Looking to invest in a business that will never go out of fashion? Why not consider the death-care industry?

The Neptune Society, which specializes in low-price cremations, has gone public, giving investors their latest opportunity to cash in on the aging Baby Boom generation.

Stock in the Burbank-based firm began trading May 4 on the OTC Bulletin Board and since then has held steady at the $6.50 level.

Analysts agree that Neptune Society is tapping into a steady market with long-term potential.

“The good thing about working in the death-care industry is that you will always have a customer,” said Jordan Horoschack, an analyst at S & P; Equity Group in New York. “People will always die.”

The Neptune Society was founded 26 years ago by Manny Weintraub, now 72 years old. In April, Weintraub sold the company for $27 million to Boca Raton, Fla.-based investment bank BG Capital Group, which promptly took the firm public.

“For a number of years I have been concerned about my succession,” said Weintraub. “It is time for me to take a step back and not get so involved in day-to-day operations.”

Weintraub will remain with the company as an advisor. Meantime, BG Capital will be looking for an experienced management team to lead the firm at its Burbank headquarters.

“With the stronger backing it will enable us to create the first death-care company that is recognizable nationwide,” Weintraub said. “Our future is in growth through acquisition.”

The number of cremations performed in the United States has increased an average of 4 percent a year in the 1990s, while the overall death rate has remained steady, according to the Cremation Society of America. If the trend continues, the share of U.S. deaths handled by cremation will top 40 percent by 2010, up from 17 percent in 1990.

The Neptune Society claims to be the nation’s largest provider of cremation services. Last year, it conducted 4,900 such procedures.

According to Financial Strategies and Investing Inc., a Massachusetts-based research firm that valued the Neptune Society before the purchase, the firm is expected to generate revenues of $11.5 million in 1999, with operating cash flow close to $4.9 million. By 2001, revenue is projected to hit $13.6 million, with operating cash flow of $6.2 million.

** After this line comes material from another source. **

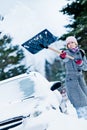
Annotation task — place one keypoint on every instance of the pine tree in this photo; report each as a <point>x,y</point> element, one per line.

But judging by the performance of other death-care stocks, the Neptune Society could be a hard sell.

Service Corp. International, the largest funeral home and cemetery organization in the world, has seen its share price fall by more than 50 percent over the past year. And the stock of Loewen Group Inc., the nation’s second largest death-care firm, has plunged by more than 90 percent in the past 12 months.

Analysts said the weakness was prompted by over-expansion and investors overestimating the growth potential of the funeral business.

“The investor appetite is clearly not what it was a couple of years ago,” said Lee D. Wilder of J.C. Bradford in Atlanta. “The industry went through a period of rapid growth through acquisition, but is now suffering a major case of indigestion.”